In opposition to segregation


“Once allow us to be put on separate roads and there will be an increasing outcry to keep us to those roads and to forbid us access to the ordinary roads of the country.”

Who said that? When did he say it and what was he referring to?



Opposition from a president of the CTC in 1878 to compulsory cycle paths, perhaps? Wrong.

A complaint from the Self Propelled Traffic Association of 1895? Nope.

Mind-blowingly, it’s by William Joynson-Hicks, writing in the Motor Union’s Journal in 1909. Joynson-Hicks, a Conservative MP petrolhead was Minister for Health, 1923-4 and Home Secretary, 1924-29.

It’s amazing to realise that motorists once had the same fears as cyclists today; that they’d be shunted off to a hinterland, segregated from other road users.



The Joynson-Hicks quote - and many other little nuggets of history - has come from my researches for iPayRoadTax.com. I’m working on a timeline of road funding, starting with the Roads Improvement Association, an organisation founded in 1886 by the Cyclists’ Touring Club and the National Cyclists’ Union.

The RIA wanted Britain’s dusty roads to be sealed with tarmac. The organisation pamphleted MPs and presented a strong case from “cads on casters” (the Lycra Lout equivalent of the late 19 Century, a reference to cyclists coined by uppercrust horse-riders) but the issue wasn’t taken seriously until adopted by the nascent ‘automobilism’ lobby.

Part of this lobby was the Self Propelled Traffic Association. It wasn’t self propelled in the sense we know today, it was in the sense of propelled by an engine, not a horse.
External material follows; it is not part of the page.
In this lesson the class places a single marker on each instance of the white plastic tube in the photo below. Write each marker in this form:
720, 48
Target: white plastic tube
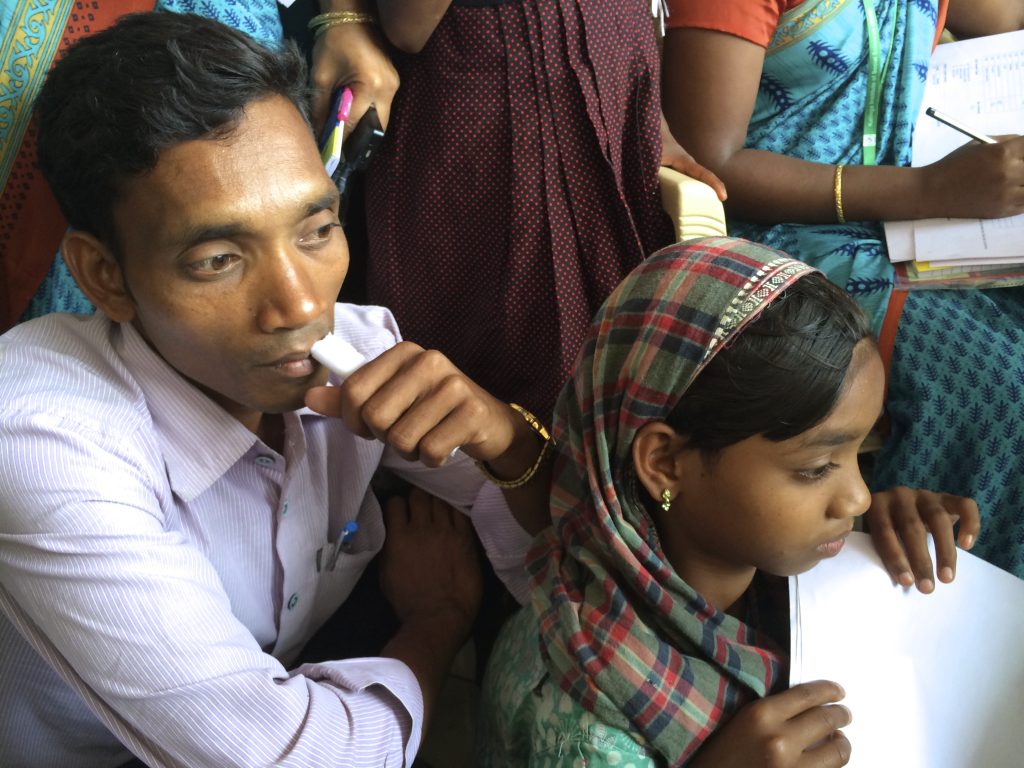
337, 355
341, 358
A prominent cyclist sat on the SPTA’s council: E. R Shipton, secretary of the Cyclists’ Touring Club.

The SPTA was one of the organisations later to merge into the Automobile Association (AA), founded in 1905.

Edmund King, the AA’s current president is a cyclist: he often about rides on his Whyte MTB.

Cycling also shares some history with the AA. In effect, the organisation was helped into existence by cyclists. In March 1905 a fellow called Walter Gibbons wrote to Autocar magazine suggesting a Motorists’ Protection Association for the Prevention of Police Traps. Two other motorists replied saying arrangements had been made to patrol the Brighton road to warn motorists of said police traps. The first patrols went out in April 1905. Guess what they used as patrol vehicles? Yep, bicycles.

Within months, this informal arrangement of a “special staff of cyclists” was formalised into an organisation and it appointed a full-time secretary: it was called the Automobile Association.